Artscape is in the midst of dividing itself up. In early November, the non-profit said Launchpad and the handful of other facilities it owns, including Triangle Lofts, off Queen Street West, would be included in the receivership process. But chief operating officer Kelly Rintoul said in a letter to tenants that Artscape’s many operations and management contracts would be transferred to other non-profits to ensure continuity for tenants and their surrounding communities.
Artscape’s associated housing non-profit, Artscape Non-Profit Homes Inc., is slated to take over operations of all of the rental sites it didn’t already run, including the Parkdale Arts and Cultural Centre.

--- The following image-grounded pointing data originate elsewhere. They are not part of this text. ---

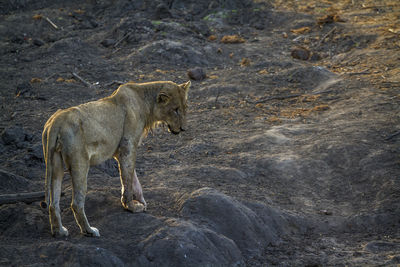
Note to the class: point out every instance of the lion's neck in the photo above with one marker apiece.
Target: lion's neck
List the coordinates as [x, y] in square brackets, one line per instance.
[145, 97]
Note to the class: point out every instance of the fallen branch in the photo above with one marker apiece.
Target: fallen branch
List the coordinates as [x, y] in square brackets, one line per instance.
[277, 97]
[114, 82]
[51, 23]
[326, 35]
[88, 84]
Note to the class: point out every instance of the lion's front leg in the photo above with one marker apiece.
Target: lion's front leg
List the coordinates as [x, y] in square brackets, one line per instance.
[132, 194]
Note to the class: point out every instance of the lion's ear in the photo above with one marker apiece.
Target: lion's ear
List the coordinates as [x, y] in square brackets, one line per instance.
[186, 87]
[162, 98]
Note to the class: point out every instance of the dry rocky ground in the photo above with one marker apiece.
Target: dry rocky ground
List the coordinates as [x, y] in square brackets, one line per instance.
[292, 152]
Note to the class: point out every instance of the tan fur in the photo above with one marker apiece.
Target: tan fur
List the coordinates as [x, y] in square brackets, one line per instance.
[91, 133]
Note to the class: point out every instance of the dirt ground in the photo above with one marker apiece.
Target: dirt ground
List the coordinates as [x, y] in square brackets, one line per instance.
[291, 156]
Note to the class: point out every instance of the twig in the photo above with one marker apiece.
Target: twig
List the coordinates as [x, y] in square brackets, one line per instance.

A new non-profit called ArtHubs Toronto Inc., meanwhile, will take over operations at several facilities, including Artscape Gibraltar Point, on the Toronto Islands; Daniels Spectrum, in Regent Park; and Wychwood Barns.
In her statement, Lee Reynolds offered more detail on what Artscape’s soon-to-be-former assets and programs might look like once the process is complete: “With the potential operating partnerships, a renewed vision for the residential properties and community hubs can be realized, debt-free, with refocused operations and a stronger foundation in place.”
For all the effort Artscape’s remaining staff have put into continuity, the people who served the organization, and the people it served, still have little closure. Former rank-and-file employees are trying to figure out their severance terms after doing everything they could to keep Artscape alive in the aftermath of its former executives’ and directors’ expensive decisions.
Meanwhile, artists in affordable rental apartments, whose homes are now about to go to a receiver, are writing to city councillors to express concern that whoever takes over won’t keep their rents affordable. At least one tenant in Triangle Lofts isn’t even sure it’s healthy to live there anymore.
Molina, the sound engineer, said on Friday that her heat was still not working, even after weeks of piling blankets atop her young son so he could sleep. She still doesn’t know when her walls will be rebuilt, either, nearly three months after the flood. Artscape’s financial and management paralysis has left her torn.
“If it wasn’t for them, I wouldn’t be able to maintain my independence the way I do,” she said. “It’s hard – to be disrespected by something I trusted with my life, and my family’s health and safety.”
Editor’s note: A previous version of this story said the heat in sound engineer Angela Molina’s apartment had been restored; it was still off as of Friday, Nov. 10.